The Chair: What are you reading from? We're not dealing with an amendment; we're dealing with section 5. There are no amendments to section 5.

Mr Sergio: I keep referring back and forth.

The Chair: We're strictly dealing with section 5; actually subsection 5(2).

Mr Sergio: Yes, that's what I was reading from, subsection 5(2).

The Chair: The amendment is out of order.

Mr Sergio: Okay. I didn't hear that.

Mr Marchese: Let me tell you the problem I have. The researcher, Mr Fenson, used a few other words to talk about other possibilities. "Forthwith" would be even more evil, I would argue. "The third business day" or whatever, all of that is fine, but there is no urgency to this. It's not as if it's a matter of life and death, where you have to go get your birth certificate or your driver's licence, something you need that is urgent, something you require, otherwise it's a problem. There's no urgency to this particular matter whatsoever.

I'll add this: There has never been a complaint that we're aware of where a union member requested information about salary disclosure and didn't get it. I'm not sure whether there was a request -- I don't know -- and, if there was a request, whether there was ever a problem in getting that information. That's never been an issue. The way it's presented, it makes it appear like it is an issue.

This particular wording isn't here for union members; this is for the public. I find that even more objectionable. He wants to get to that taxpayer of his in his riding and say: "Look what I've done for you. I'm now going to make sure that if you ask the union to give you that salary disclosure, you're going to get it promptly." That's what he's getting at, because "any person" doesn't say "any union person." "Any person" says "any person of the general public," right? That's who he's speaking to. He wants to satisfy the general public person who wants to come and make that request. You're going to get it promptly.

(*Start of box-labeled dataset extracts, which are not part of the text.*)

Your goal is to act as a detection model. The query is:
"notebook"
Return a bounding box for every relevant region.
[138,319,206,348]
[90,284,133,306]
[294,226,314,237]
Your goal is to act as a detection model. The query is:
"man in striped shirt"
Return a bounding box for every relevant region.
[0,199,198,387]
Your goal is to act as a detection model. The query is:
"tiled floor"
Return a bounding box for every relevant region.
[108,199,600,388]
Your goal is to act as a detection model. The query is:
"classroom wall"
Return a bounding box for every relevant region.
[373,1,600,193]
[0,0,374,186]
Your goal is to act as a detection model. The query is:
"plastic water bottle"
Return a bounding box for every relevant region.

I don't see what the urgency of that is, nor do I see that there has ever been a problem that has been identified in relation to this particular matter. That's why I find the word objectionable. Mr Gilchrist doesn't find it objectionable, but I find it objectionable. He doesn't see why it's a problem. I see it as a problem. I see "promptly" as a negative word because it suggests that it's been a problem before. If he's not willing to entertain that, I'm going to move that the word "promptly" be deleted from that section.

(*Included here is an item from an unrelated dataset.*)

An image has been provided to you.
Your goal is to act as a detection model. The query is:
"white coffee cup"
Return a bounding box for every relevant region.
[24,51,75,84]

The Chair: You're putting forward an amendment?

Mr Marchese: I had better put an amendment, because he doesn't appear to be willing to either delete or change it.

I move that "promptly" be deleted from subsection 5(2).

The Chair: I guess we've discussed the issue enough.

Mr Marchese: I want a recorded vote.

Ayes

Marchese, Sergio.

Nays

Danford, Gilchrist, Maves, Ross, Stewart, Young.

The Chair: Mr Marchese's motion is lost.

Mr Marchese: I have another amendment proposal. I'd like to propose that "promptly" be replaced by the words "within a reasonable time."

Mr Stewart: Would Mr Marchese explain to me the definition of "reasonable," please.

Mr Marchese: I've heard it said on many an occasion in various committees that "reasonable" has some legal resonance or understanding.

Mr Stewart: I didn't ask that.

Mr Gilchrist: What's your interpretation?

Mr Marchese: "Reasonable time" is flexible time. It could mean one day, it could mean two days, it could mean a week, it could even be two weeks or longer.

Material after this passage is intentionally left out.